Chapter 11, Problem 50A

The diagram below shows a ruler balanced with the fulcrum at the 50-cm mark. Copy the diagram onto a sheet of paper and answer Questions 50-52 below.

If a 200-g mass is placed at the 20-cm mark (30 cm from the fulcrum), at what mark should a 500-g mass be placed So that the system balances?

To determine

To calculate: The marking distance where the mass 500g is placed to balancing the system.

Answer to Problem 50A

The marking distance where the mass 500g is placed to balancing the system is 62cm.

Explanation of Solution

Given:

The mass is 200gm which is placed at the distance of 20cm and 30cm from the fulcrum and another mass is 500gm.

Formula used:

According to the principle of moments in equilibrium,

  $\text{Sum}\text{of}\text{anticlockwise}\text{moments}=\text{Sum}\text{of}\text{clockwise}\text{moments}$

Calculation:

Consider the figure shown below.

On the bases of given figure, the fulcrum is at 50cm and according to the principle of moments, the vector sum of moment of the forces acting on the rigid body when a rigid body is in rotational equilibrium.

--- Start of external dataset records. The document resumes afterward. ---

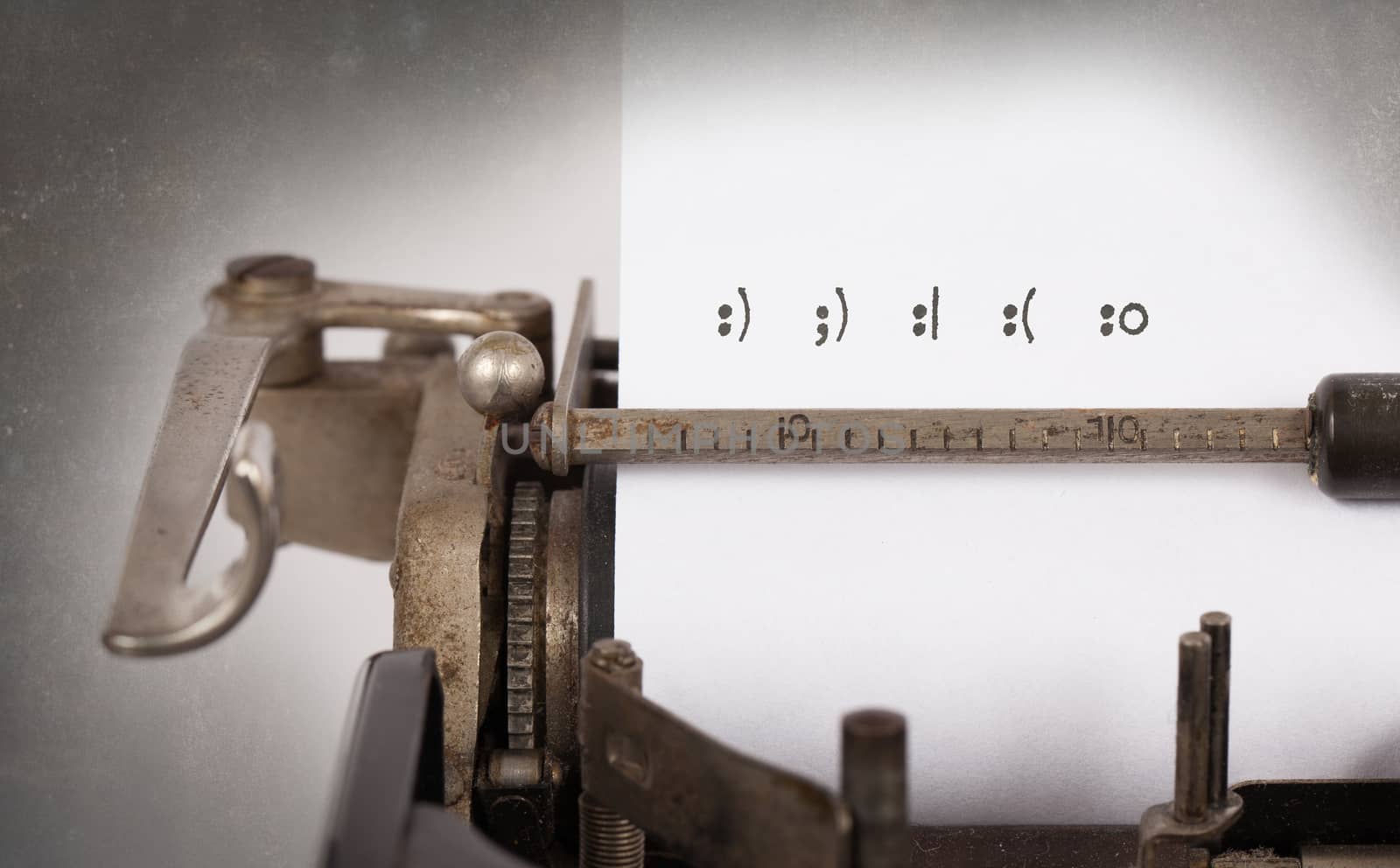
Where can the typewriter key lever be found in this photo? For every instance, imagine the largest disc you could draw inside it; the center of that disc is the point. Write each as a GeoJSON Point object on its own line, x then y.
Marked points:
{"type": "Point", "coordinates": [265, 324]}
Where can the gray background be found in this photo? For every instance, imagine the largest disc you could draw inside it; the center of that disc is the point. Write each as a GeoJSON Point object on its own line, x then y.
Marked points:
{"type": "Point", "coordinates": [443, 144]}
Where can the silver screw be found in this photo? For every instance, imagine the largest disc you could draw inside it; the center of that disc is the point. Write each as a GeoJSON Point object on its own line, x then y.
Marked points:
{"type": "Point", "coordinates": [606, 839]}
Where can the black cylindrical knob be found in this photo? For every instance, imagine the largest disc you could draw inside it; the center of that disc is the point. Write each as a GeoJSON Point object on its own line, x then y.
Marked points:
{"type": "Point", "coordinates": [1355, 436]}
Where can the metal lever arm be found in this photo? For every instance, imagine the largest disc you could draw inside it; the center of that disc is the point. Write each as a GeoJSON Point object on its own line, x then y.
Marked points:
{"type": "Point", "coordinates": [156, 612]}
{"type": "Point", "coordinates": [265, 324]}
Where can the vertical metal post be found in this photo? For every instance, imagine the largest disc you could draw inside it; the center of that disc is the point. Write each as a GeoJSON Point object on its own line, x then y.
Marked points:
{"type": "Point", "coordinates": [1194, 732]}
{"type": "Point", "coordinates": [1217, 626]}
{"type": "Point", "coordinates": [875, 788]}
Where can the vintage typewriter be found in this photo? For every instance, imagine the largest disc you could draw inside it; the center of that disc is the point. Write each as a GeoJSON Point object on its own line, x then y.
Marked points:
{"type": "Point", "coordinates": [510, 727]}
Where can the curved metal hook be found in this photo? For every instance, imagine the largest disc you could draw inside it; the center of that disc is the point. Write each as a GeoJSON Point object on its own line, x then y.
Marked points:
{"type": "Point", "coordinates": [200, 613]}
{"type": "Point", "coordinates": [202, 441]}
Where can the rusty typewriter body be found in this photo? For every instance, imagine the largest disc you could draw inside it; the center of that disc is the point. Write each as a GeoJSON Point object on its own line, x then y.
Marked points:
{"type": "Point", "coordinates": [508, 725]}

Therefore, the summing moments about this 50cm mark for balancing the system. Take the clockwise moments as positive and anticlockwise moments as negative. So, the distance is,

  $\text{Sum}\text{of}\text{anticlockwise}\text{moments}=\text{Sum}\text{of}\text{clockwise}\text{moments}$

  $\begin{array}{l}200\text{g}\times 30-500\text{g}\times L=0\\ L=\frac{200\text{g}\times 30}{500}=12\text{cm}\end{array}$

Therefore, the mark will be 50cm plus calculated distance. So, the marking distance is

  $50\text{cm}+L=50\text{cm}+12\text{cm}=62\text{cm}$

Conclusion:

Thus, the distance is 62cm.